Segundo o levantamento, este é o melhor desempenho desde a posse de Javier Milei, em dezembro de 2023. O índice também representa uma queda de 21,3 pontos percentuais em relação ao pico de pobreza registrado no primeiro semestre de 2024, quando chegou a 52,9%.
Governo Kirchner
O recuo também representa uma diminuição significativa em relação ao segundo semestre de 2024, quando o índice apontava 38,1%. Sob a gestão de Javier Milei, os dados indicam uma redução de 41,7% no nível de pobreza em comparação ao final dos governos de Alberto Fernández e Cristina Kirchner, ambos de orientação de esquerda e que antecederam Milei.

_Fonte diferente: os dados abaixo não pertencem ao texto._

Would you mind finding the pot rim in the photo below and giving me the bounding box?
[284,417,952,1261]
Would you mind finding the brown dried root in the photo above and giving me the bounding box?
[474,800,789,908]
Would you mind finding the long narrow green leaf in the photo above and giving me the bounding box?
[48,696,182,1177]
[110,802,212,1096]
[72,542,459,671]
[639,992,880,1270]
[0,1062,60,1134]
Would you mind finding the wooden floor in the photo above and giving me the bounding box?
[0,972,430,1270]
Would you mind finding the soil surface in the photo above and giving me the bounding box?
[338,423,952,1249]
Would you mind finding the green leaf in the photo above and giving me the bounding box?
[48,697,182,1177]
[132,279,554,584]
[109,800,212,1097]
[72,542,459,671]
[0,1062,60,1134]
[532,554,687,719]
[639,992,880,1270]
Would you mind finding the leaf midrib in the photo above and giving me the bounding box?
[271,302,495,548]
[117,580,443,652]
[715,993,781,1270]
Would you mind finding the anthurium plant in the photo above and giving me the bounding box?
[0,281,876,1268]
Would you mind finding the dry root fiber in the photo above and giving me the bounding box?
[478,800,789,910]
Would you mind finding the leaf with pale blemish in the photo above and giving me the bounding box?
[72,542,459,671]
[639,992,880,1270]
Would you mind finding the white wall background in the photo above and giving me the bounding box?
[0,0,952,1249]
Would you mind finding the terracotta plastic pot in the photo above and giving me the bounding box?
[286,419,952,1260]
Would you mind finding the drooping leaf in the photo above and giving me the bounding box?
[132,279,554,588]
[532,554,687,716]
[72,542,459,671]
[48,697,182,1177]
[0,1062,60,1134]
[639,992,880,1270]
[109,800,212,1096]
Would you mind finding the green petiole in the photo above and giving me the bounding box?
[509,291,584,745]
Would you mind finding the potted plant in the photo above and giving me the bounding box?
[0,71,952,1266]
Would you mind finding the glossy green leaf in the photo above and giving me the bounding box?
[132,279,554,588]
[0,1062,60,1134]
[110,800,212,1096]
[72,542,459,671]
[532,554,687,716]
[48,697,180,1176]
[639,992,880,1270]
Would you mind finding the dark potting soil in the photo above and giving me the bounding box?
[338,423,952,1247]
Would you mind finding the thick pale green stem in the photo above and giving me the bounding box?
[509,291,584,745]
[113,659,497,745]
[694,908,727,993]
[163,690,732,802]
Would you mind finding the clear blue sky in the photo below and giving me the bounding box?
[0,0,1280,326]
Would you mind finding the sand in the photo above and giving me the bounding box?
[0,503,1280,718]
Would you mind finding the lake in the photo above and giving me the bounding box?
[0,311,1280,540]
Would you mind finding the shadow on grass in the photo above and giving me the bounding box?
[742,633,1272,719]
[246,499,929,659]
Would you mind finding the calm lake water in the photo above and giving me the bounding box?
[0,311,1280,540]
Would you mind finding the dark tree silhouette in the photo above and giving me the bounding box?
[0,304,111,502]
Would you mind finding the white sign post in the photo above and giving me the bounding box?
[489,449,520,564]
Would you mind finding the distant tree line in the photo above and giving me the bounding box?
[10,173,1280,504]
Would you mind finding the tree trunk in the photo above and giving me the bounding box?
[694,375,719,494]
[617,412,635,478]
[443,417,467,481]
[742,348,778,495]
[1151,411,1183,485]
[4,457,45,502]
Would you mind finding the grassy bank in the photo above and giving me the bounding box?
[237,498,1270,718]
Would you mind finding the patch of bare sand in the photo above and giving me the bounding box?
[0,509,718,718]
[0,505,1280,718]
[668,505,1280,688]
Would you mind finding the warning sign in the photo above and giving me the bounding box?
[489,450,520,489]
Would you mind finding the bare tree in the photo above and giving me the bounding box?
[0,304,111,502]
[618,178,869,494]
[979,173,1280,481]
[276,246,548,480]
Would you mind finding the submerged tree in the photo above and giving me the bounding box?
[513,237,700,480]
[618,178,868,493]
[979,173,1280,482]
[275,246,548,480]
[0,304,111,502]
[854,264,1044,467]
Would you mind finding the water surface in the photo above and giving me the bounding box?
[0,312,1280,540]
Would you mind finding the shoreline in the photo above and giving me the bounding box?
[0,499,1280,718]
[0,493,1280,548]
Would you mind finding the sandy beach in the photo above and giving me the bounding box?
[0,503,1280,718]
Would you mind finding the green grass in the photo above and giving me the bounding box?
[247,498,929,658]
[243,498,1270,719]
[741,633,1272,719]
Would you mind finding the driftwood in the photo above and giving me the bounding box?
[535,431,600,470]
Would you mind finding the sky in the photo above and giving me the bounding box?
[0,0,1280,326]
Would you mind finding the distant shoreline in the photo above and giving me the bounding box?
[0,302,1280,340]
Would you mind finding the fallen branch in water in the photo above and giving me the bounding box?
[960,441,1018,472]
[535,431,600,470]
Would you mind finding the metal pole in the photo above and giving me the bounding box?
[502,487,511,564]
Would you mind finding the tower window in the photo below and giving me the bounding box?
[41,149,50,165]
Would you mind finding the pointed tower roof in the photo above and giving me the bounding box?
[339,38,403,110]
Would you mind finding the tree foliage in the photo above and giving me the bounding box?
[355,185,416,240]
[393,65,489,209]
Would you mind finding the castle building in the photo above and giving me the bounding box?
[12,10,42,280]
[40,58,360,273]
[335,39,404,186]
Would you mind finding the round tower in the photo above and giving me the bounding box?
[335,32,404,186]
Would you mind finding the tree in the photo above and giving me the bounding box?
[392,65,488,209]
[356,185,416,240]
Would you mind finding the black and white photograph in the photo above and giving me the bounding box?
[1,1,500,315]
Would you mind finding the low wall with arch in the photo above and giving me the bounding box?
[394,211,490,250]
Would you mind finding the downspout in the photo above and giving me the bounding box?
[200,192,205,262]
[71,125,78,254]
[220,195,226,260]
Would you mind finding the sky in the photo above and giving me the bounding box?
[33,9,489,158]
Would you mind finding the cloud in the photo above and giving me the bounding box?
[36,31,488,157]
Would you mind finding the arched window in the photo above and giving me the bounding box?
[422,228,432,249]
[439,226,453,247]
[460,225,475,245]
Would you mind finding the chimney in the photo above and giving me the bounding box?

Os estudos sugerem uma possível saída da Argentina de um ciclo prolongado de pobreza acentuada. Um dos principais fatores, segundo os pesquisadores, é o aumento do poder aquisitivo da população, que vem avançando no sentido de equiparar ou até superar os índices inflacionários.
Como exemplo, a inflação em junho deste ano ficou abaixo de 2% pelo segundo mês consecutivo — um marco inédito desde 2020. Já o salário médio, segundo os dados mais recentes da Secretaria de Emprego do governo federal, registrou em maio um aumento de 10,4% em relação a dezembro de 2023.